Dick Rundle, 79, died in Dallas, Texas, on Aug. 7. He won the 2009 Joe Dey Award for his service to the USGA as a volunteer. In 1990, he began volunteering with the USGA as a rules official and was instrumental in organizing and running championship qualifying events in North Texas. A longtime referee at the U.S. Open and other USGA championships, he was named to the USGA Regional Affairs Committee in 1993.
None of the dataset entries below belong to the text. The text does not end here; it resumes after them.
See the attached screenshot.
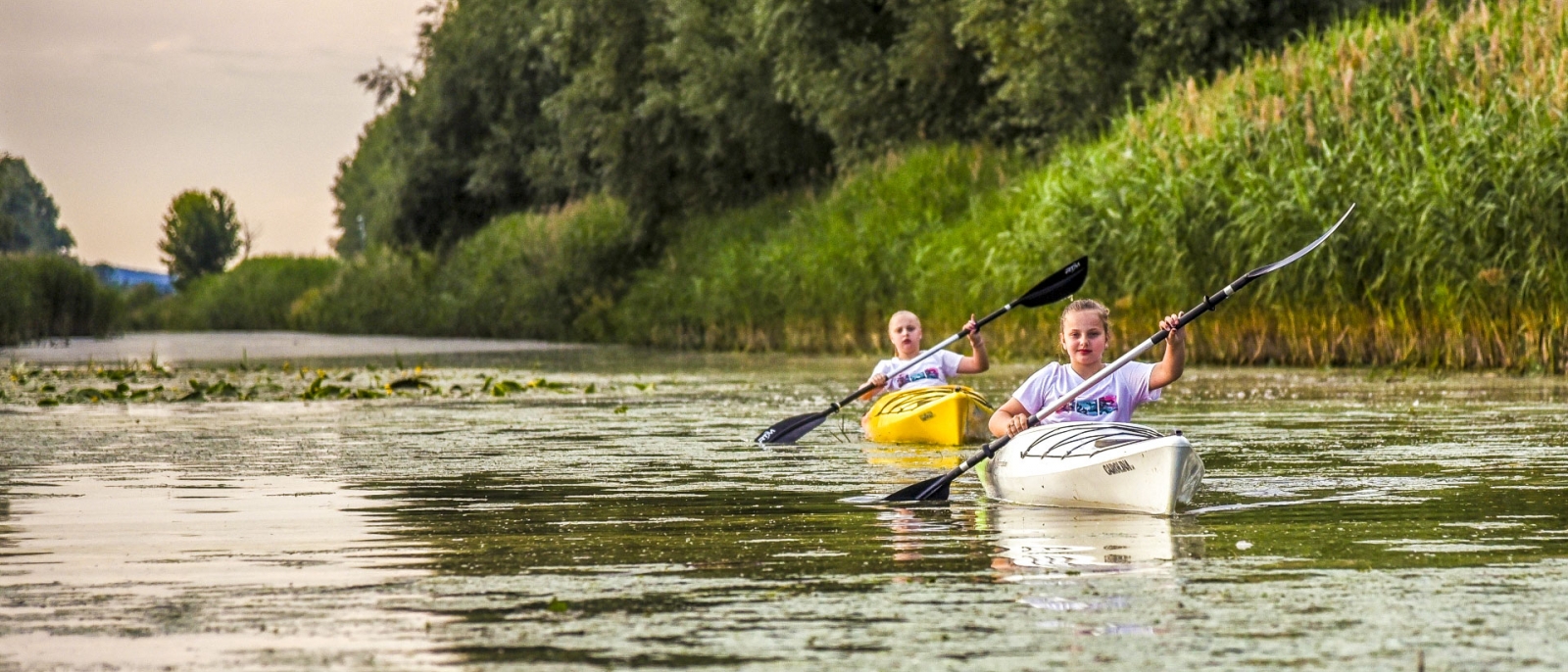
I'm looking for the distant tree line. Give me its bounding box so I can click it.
[334,0,1408,256]
[0,154,76,252]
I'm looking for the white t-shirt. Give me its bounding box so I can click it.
[1013,361,1160,423]
[872,350,964,392]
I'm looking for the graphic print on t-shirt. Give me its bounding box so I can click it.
[1056,395,1118,415]
[892,366,943,390]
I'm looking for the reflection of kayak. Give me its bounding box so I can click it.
[975,504,1176,575]
[983,423,1202,515]
[865,385,996,447]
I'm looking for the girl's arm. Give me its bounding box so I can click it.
[990,398,1029,439]
[958,314,991,373]
[860,373,888,400]
[1150,313,1187,392]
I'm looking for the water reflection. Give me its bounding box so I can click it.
[975,504,1202,581]
[0,463,449,669]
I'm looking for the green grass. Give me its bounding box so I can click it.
[608,3,1568,371]
[0,254,123,346]
[122,2,1568,371]
[131,256,342,330]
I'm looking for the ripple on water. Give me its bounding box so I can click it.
[0,359,1568,670]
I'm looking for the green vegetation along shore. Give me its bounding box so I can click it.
[15,2,1568,373]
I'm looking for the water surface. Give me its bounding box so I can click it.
[0,354,1568,670]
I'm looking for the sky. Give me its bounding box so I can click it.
[0,0,429,271]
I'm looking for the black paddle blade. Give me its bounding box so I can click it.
[1014,257,1088,309]
[1244,204,1356,277]
[883,473,952,502]
[756,410,829,445]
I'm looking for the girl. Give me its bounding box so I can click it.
[864,311,991,400]
[991,299,1187,437]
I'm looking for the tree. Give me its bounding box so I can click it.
[0,154,76,252]
[159,189,245,290]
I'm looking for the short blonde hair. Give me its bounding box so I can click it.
[1060,299,1110,334]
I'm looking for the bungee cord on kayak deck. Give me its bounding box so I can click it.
[883,204,1356,501]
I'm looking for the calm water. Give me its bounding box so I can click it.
[0,347,1568,670]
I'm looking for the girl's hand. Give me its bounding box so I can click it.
[1006,413,1030,437]
[1160,313,1187,343]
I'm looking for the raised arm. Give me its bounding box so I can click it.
[958,314,991,373]
[988,397,1029,439]
[1150,313,1187,392]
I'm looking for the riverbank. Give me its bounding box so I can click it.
[104,2,1568,374]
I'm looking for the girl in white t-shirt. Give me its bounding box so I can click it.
[862,311,991,400]
[991,299,1187,437]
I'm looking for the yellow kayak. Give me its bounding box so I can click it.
[865,385,996,447]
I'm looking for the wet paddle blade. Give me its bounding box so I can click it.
[756,410,829,445]
[1016,257,1088,309]
[1245,204,1356,277]
[883,475,952,502]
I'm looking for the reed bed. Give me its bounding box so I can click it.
[156,0,1568,373]
[0,254,123,346]
[621,2,1568,371]
[984,2,1568,371]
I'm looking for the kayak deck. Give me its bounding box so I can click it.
[982,423,1202,515]
[864,385,996,445]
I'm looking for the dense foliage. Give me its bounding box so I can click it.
[0,254,123,346]
[334,0,1403,254]
[128,256,342,330]
[619,2,1568,371]
[141,2,1568,371]
[159,189,243,290]
[0,154,76,252]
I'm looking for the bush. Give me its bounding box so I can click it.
[298,197,641,340]
[0,254,123,345]
[143,256,342,330]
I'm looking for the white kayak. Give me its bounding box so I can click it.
[982,423,1202,515]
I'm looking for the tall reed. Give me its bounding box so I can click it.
[621,2,1568,371]
[0,254,123,346]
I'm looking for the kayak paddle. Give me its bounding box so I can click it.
[756,257,1088,445]
[883,204,1356,502]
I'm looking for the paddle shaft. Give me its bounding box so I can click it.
[915,274,1254,500]
[828,301,1019,413]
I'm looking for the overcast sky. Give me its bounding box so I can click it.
[0,0,428,269]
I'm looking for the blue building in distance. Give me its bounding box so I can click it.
[92,264,174,295]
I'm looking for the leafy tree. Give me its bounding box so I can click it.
[159,189,245,290]
[0,154,76,252]
[756,0,998,163]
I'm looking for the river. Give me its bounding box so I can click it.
[0,348,1568,670]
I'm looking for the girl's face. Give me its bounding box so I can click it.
[888,314,925,359]
[1061,311,1110,365]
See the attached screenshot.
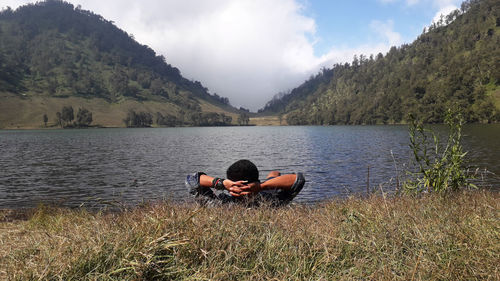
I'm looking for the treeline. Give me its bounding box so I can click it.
[260,0,500,125]
[51,106,93,128]
[0,0,229,111]
[123,110,236,127]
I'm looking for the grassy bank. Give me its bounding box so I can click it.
[0,191,500,280]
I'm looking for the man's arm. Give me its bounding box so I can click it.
[200,175,246,195]
[231,174,297,197]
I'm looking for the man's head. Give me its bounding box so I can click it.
[226,159,259,182]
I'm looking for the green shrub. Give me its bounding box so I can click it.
[404,110,476,194]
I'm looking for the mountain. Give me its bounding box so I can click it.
[0,0,239,128]
[259,0,500,125]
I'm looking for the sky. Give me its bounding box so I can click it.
[0,0,461,111]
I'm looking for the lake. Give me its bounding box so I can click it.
[0,124,500,208]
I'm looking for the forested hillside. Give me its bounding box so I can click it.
[260,0,500,125]
[0,0,237,128]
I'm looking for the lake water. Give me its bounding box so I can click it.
[0,124,500,208]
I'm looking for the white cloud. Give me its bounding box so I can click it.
[370,20,402,46]
[0,0,410,110]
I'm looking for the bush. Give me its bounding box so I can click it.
[404,109,475,194]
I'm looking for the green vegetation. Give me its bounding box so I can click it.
[404,110,475,194]
[260,0,500,125]
[0,191,500,280]
[0,0,238,127]
[53,106,92,128]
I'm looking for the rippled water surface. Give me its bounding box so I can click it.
[0,125,500,208]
Phyllis Semple, 87, of Sewickley, Pa., died Jan 18 in Delray Beach, Fla. She was a longtime member of the USGA Women’s Committee and Museum Committee and captain of the 1976 USA Women’s World Amateur Team. She won the 1964 Pennsylvania Women’s Amateur, the 1987 Pennsylvania Senior Women’s Amateur and reached the quarterfinals of the 1963 U.S. Women’s Amateur. She was the wife of the late Harton Semple, former USGA president, and the mother of seven-time USGA champion Carol Semple Thompson.

Charles William Stine, writer, editor and publisher, and founder of Golfweek, in 1975, died on March 3. He was 81.
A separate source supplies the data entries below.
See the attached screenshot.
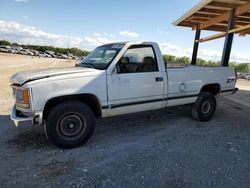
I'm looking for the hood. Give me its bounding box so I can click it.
[10,67,95,85]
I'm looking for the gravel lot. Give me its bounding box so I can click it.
[0,54,250,188]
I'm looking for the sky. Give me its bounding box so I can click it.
[0,0,250,62]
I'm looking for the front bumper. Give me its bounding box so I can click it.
[10,105,42,127]
[232,87,239,94]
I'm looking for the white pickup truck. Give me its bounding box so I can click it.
[11,42,237,148]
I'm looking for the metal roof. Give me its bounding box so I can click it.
[173,0,250,35]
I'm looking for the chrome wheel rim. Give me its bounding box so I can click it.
[57,114,86,140]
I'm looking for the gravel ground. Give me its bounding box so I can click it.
[0,53,250,188]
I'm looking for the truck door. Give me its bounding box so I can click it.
[108,45,164,115]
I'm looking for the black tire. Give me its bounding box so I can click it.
[192,92,216,121]
[45,101,95,148]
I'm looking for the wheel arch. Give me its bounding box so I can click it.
[43,93,102,120]
[200,83,221,95]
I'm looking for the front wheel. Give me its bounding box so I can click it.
[192,92,216,121]
[45,101,95,148]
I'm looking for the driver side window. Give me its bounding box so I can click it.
[116,45,158,74]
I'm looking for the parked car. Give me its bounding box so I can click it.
[18,49,31,55]
[0,46,11,53]
[45,51,56,58]
[10,42,237,148]
[245,74,250,80]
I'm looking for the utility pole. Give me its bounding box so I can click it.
[67,35,69,62]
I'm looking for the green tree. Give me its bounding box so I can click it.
[0,40,11,46]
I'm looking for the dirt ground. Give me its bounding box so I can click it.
[0,53,250,188]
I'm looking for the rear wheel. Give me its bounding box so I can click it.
[192,92,216,121]
[45,101,95,148]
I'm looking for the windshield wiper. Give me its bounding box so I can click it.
[79,61,95,69]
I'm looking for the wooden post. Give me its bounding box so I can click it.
[221,9,236,67]
[191,27,201,65]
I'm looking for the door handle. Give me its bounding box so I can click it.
[155,77,163,82]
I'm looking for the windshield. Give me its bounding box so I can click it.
[78,44,124,70]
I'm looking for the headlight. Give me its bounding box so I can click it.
[15,88,30,108]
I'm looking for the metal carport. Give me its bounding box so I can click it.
[173,0,250,66]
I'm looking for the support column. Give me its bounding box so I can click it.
[221,9,236,67]
[191,27,201,65]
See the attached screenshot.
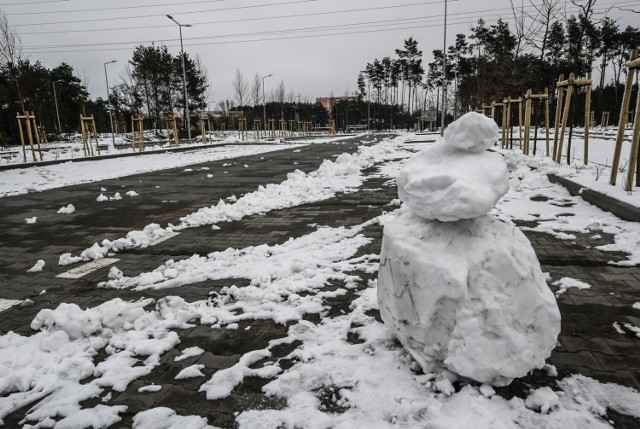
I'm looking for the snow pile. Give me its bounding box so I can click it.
[60,137,407,261]
[378,113,560,385]
[27,259,44,273]
[58,204,76,214]
[397,112,509,221]
[133,407,214,429]
[0,298,185,427]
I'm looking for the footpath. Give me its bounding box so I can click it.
[0,137,640,429]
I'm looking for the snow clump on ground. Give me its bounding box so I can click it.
[378,113,560,385]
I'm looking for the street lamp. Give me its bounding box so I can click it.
[440,0,447,136]
[262,74,273,131]
[53,80,62,134]
[167,15,191,141]
[104,60,118,150]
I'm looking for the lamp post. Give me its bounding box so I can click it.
[53,80,62,134]
[167,15,191,141]
[262,74,273,131]
[367,79,371,132]
[104,60,118,150]
[440,0,447,136]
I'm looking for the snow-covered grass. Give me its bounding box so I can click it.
[0,132,640,429]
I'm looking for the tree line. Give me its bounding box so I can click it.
[358,0,640,126]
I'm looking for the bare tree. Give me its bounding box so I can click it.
[233,69,249,111]
[0,11,26,113]
[196,55,213,110]
[527,0,563,60]
[0,11,22,66]
[251,73,262,107]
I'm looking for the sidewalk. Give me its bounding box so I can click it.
[0,135,640,429]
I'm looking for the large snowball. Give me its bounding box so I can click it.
[378,209,560,385]
[397,141,509,221]
[444,112,499,152]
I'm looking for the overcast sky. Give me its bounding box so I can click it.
[0,0,640,103]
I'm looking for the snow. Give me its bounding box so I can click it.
[174,346,204,362]
[0,298,22,313]
[378,113,560,384]
[397,135,509,221]
[138,384,162,393]
[0,143,304,198]
[553,277,591,297]
[524,386,560,414]
[27,259,44,273]
[58,204,76,214]
[0,132,640,429]
[444,112,500,152]
[176,364,204,380]
[378,209,560,385]
[133,407,215,429]
[495,151,640,266]
[66,138,406,264]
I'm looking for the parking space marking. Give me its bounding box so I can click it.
[56,258,120,279]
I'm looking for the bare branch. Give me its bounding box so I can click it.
[0,11,22,66]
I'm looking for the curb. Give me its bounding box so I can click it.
[547,174,640,222]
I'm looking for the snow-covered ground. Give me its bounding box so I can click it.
[0,132,640,429]
[0,137,360,198]
[0,130,356,165]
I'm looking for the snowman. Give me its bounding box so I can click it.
[378,112,560,386]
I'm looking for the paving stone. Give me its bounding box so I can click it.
[0,136,640,429]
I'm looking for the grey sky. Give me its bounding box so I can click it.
[0,0,638,103]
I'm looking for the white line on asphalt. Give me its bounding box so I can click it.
[148,231,180,246]
[0,298,22,312]
[56,258,120,279]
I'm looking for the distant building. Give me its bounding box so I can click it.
[316,95,360,114]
Les Unger, longtime USGA staff member, died April 13 in Colorado Springs, Colo. With his wife, Jan Unger, he manned the media centers at many USGA championships through the years. He was best-known as the moderator of player interviews at the U.S. Open.

John Updike, 76, the American novelist, died Jan. 27 in Danvers, Mass. A dedicated golfer, he wrote and delivered a stunning essay on the game of golf at the USGA’s Centennial Celebration in 1994.

Toni Wiesner, 62, runner-up three times in the USGA Senior Women’s Amateur Championship, died July 27 in Fort Worth, Texas. She won four Women’s Texas Amateur Championships, the 1997 British Senior Women’s Amateur, the 1981 Women’s Southern Amateur and the 1993 Jones-Doherty Championship. Her 1998 Senior Women’s Amateur 18-hole score of 67 and 36-hole total of 135 are records. She qualified for more than 50 USGA national championships and was one of only two players to have played in all 22 U.S. Women’s Mid-Amateur Championships (through 2008). She was a four-time member of the Texas team in the USGA Women’s State Team Championship.